Dès lors la commission d'enquête devant faire la lumière sur les tueries de janvier et février 2007, qui avait déjà du mal à se mettre en place et à fonctionner, semble être définitivement enterrée. Cela veut dire que les victimes des événements de janvier et février 2007 n'ont plus aucun recours.
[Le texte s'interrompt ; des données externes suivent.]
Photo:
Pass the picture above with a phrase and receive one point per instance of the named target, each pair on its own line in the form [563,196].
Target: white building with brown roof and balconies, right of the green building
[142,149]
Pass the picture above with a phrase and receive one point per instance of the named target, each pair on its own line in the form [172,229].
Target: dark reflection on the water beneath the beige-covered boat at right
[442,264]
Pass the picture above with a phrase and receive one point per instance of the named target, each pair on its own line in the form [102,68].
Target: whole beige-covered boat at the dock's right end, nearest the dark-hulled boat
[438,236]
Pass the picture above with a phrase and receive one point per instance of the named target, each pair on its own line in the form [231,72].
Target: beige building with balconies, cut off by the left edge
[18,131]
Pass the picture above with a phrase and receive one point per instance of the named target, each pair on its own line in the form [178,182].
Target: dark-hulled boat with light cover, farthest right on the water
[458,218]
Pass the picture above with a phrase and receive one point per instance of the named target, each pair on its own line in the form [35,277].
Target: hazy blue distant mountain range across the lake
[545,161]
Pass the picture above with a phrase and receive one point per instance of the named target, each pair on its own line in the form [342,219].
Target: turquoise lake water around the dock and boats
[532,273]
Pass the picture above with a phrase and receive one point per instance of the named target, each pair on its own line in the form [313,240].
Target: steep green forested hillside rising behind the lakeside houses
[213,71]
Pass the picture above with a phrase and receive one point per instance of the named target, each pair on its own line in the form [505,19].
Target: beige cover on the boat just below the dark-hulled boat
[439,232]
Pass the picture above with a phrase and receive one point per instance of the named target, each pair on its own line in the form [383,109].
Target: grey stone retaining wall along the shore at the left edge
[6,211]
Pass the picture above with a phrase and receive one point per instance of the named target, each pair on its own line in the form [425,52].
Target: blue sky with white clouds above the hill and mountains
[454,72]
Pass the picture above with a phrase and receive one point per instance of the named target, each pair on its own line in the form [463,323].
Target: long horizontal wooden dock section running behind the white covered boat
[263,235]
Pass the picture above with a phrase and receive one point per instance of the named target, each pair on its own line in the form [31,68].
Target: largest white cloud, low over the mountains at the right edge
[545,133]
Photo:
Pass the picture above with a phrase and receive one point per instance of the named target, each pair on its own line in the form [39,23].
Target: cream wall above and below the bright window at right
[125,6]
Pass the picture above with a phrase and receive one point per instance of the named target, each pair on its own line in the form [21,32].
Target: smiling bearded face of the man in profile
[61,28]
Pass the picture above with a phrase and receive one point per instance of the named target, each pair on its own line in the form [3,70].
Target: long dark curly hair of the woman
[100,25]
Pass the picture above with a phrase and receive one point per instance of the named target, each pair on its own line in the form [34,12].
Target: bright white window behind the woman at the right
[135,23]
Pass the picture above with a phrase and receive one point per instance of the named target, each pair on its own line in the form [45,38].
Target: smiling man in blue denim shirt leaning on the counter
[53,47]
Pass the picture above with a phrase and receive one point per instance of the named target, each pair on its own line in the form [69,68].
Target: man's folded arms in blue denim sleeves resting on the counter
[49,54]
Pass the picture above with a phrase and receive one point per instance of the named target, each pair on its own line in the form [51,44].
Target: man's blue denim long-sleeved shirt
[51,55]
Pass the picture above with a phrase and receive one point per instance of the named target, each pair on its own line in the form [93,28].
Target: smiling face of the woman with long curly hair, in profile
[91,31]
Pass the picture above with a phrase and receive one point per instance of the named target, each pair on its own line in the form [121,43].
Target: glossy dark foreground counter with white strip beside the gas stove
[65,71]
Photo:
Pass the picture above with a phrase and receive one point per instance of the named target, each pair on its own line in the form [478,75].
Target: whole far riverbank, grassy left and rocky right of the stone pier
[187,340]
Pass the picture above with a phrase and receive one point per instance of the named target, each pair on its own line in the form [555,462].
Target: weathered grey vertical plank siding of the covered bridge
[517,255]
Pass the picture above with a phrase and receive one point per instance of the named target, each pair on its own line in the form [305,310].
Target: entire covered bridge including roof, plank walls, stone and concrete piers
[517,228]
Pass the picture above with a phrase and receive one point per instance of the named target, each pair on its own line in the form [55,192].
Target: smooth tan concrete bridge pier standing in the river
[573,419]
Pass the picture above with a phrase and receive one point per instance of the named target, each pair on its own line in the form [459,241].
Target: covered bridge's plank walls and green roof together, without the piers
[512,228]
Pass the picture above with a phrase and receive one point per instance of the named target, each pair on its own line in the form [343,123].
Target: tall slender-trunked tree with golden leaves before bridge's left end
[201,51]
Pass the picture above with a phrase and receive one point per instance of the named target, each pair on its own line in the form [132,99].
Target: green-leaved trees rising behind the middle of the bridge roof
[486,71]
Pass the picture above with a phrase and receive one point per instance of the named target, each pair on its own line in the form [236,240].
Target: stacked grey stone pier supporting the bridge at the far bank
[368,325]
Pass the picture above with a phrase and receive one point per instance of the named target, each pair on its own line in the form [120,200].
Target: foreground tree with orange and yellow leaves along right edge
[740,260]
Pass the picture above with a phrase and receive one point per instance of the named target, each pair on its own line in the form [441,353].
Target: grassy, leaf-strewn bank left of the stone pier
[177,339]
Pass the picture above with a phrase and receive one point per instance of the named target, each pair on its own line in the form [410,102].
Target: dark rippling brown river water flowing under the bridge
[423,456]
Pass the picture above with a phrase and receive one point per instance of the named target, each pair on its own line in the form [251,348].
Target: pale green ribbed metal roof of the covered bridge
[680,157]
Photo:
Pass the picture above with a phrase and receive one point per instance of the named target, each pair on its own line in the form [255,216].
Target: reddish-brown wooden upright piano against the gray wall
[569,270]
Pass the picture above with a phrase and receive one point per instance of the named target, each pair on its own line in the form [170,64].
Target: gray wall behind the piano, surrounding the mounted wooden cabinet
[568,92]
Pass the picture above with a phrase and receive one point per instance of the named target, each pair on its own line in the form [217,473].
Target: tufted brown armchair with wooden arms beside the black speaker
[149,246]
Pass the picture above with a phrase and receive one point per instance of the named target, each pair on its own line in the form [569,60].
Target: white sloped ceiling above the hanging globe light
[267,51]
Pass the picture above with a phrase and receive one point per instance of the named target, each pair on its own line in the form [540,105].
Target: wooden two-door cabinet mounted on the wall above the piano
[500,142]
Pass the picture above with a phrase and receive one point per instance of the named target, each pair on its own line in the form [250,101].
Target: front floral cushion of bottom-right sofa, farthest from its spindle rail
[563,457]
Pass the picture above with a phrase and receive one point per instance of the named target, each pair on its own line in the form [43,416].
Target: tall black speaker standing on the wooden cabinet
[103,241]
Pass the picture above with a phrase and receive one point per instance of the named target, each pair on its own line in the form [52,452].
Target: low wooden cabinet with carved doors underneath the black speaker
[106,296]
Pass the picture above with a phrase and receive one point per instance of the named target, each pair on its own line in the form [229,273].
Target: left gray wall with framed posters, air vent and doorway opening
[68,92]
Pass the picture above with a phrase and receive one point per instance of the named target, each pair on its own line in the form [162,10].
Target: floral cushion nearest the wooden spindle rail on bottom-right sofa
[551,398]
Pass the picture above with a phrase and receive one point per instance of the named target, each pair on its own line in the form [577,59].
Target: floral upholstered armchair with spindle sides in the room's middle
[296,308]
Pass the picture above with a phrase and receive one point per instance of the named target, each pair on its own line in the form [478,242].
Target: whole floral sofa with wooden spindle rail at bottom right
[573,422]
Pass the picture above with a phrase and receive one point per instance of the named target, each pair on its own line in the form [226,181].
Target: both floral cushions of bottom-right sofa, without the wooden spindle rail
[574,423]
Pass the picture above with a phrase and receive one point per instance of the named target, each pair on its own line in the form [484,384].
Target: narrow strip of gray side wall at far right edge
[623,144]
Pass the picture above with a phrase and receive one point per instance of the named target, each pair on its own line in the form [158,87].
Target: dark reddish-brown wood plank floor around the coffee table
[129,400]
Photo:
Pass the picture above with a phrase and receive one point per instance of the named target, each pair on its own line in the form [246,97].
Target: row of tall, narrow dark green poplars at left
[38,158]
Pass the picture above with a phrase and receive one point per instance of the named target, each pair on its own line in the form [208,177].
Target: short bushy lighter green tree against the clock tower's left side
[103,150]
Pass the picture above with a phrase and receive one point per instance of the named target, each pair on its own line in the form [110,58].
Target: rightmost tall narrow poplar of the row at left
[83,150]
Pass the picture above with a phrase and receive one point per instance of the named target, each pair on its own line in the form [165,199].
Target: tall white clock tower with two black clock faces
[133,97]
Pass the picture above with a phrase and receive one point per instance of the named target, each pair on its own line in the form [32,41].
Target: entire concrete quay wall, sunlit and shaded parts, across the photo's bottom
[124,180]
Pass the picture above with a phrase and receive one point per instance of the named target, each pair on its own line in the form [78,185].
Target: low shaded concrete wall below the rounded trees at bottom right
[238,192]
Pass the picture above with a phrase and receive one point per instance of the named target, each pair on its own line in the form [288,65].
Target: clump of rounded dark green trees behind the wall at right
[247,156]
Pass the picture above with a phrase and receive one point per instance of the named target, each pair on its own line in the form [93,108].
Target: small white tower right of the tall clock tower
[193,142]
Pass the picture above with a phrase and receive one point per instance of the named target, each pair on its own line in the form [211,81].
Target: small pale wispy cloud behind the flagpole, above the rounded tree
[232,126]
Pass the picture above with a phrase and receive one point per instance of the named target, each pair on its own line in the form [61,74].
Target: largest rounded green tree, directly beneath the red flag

Cette impunité dont bénéfice les services de sécurité est extrêmement dangereuse dans la mesure où à l'absence de la loi les justiciables vont essayer de se rendre justice.

Cette culture de l'impunité n'a pas commencé aujourd'hui. Elle date de la première République. En effet, jusqu'aujourd'hui aucun tortionnaire encore moins un commanditaire des graves violations des droits de l'homme dont la Guinée fut tristement célèbre pendant la révolution n'a été inquiété. Certains responsables du nouveau pouvoir ayant été directement ou indirectement impliqués dans les violations des droits de l'homme de l'ancien régime, ils ont toujours fait obstacle à la manifestation de la vérité. C'est ainsi que, contrairement à l'engagement solennellement pris devant la communauté internationale au lendemain de la prise du pouvoir par l'armée en avril 1984, certains nouveaux responsables ne tardèrent pas, à leur tour, à commettre les mêmes crimes qu'ils ont vivement condamnés. Que ce soit en 1985, en 1998 ou en 2007, la Guinée après Sékou Touré a enregistré beaucoup de victimes.

Rien ne justifiant la mort d'un homme, les autorités doivent mettre tout en œuvre pour arrêter cette culture d'impunité. Quel que soit le prix à pays les auteurs des graves violations des droits de l'homme doivent répondre de leurs actes. Dans un monde désormais unipolaire, les auteurs des tueries, des vols, des viols et autres atrocités de toutes sortes doivent savoir que le monde les observe et que ces crimes ne resteront jamais impunis. Eux et leurs commanditaires répondront inévitablement un jour ou l'autre devant la justice nationale ou internationale.